Questo il suo primo apprendistato. Poi c'era stata la bottega di Gigi a rivelargli i segreti delle incisioni ad acquaforte ed acquatinta, con il sale e le varie morsure, con acidi e misture alchemiche, e la bulinatura a punta secca, e infine la magia del fuoco a trasformare una creta sorda e polverosa in terracotta calda o in lucida maiolica. Ultime esperienze, poi, le fusioni a cera persa, quasi a rivivere le emozioni della fusione del Perseo di Cellini, in quei momenti magici rapito dallo splendore infuocato del bronzo liquido a eternare un effimero calco di gesso.
Tutto questo aveva provato, sperimentato, soddisfatto ma mai pago. Ne erano prova, in vetrinette impolverate o su mensole e alzate o in nicchiette, decine e decine di sbalzi e intagli, di sculture e bozzetti modellati in cera, in gesso, in legno e piccoli bronzi.

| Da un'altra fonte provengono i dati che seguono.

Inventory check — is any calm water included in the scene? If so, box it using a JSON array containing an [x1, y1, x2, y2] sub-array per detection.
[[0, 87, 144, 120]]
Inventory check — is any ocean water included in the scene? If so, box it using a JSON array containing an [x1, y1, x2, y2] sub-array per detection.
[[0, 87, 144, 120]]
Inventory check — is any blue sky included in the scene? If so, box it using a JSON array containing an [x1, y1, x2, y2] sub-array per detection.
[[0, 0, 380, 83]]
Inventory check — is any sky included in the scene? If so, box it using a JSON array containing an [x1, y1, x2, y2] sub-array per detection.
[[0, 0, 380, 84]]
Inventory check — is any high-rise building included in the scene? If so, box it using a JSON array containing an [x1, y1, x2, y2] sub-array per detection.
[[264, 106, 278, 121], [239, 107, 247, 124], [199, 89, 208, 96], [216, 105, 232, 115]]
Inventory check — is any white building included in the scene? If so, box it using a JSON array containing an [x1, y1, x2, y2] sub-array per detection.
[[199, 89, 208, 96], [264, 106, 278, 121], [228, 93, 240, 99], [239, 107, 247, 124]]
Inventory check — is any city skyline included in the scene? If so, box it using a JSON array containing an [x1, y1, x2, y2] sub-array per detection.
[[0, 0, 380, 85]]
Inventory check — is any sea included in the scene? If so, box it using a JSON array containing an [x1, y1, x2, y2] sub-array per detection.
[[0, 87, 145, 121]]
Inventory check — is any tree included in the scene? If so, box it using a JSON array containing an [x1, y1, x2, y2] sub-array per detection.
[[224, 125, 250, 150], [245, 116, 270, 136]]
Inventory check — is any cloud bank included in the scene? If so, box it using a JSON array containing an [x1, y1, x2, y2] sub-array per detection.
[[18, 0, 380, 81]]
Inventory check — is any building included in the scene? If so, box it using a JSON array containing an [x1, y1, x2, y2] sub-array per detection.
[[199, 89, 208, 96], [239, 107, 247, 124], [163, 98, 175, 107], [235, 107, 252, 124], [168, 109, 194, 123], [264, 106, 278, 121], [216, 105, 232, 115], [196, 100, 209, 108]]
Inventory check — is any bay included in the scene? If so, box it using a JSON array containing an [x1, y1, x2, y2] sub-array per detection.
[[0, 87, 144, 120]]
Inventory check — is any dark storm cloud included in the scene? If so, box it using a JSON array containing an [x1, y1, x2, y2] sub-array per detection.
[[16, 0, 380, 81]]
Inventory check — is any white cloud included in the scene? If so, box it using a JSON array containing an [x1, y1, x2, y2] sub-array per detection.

Un ultimo ricciolo alla base delle splendide corna di uno stambecco di robusto rovere e la sua baita, anche oggi, si sarebbe arricchita di un altro piccolo capolavoro.
Per la verità Bert non pronunciava mai la parola capolavoro. Artista, sì, ma conscio dei suoi limiti, soddisfatto appena terminato un suo pezzo, eternamente insoddisfatto il giorno dopo.
Troppo fisse riteneva le sue sculture, attimi di vita eternizzati in pose di morte, vita troncata e fissata in fotogrammi di requiem. Questa sensazione l'aveva avvertita soprattutto nella suo periodo green, in cui dipingeva "nature morte". Già d'allora si era posto il problema di quella definizione: perché chiamarla natura morta se l'intento dell'artista era invece quello di trasportare sulla tela la bellezza, i colori, gli odori, i profumi della vita? Un controsenso! E la conclusione non poteva non dare ragione al vecchio Eraclito. Sì, Bert ne era convinto: aveva ragione l'antico saggio che non si può fermare la vita senza ucciderla. Coglierla con un tocco di pennello, o con uno scatto fotografico, o con un colpo di scalpello o di bulino, significava ucciderla. Tutto scorre e niente è uguale a se stesso nell'attimo seguente.
Se voleva veramente essere artista, da tempo l'aveva capito e lo covava segretamente nel cuore, doveva dipingere sull'acqua e scolpire le nuvole col vento.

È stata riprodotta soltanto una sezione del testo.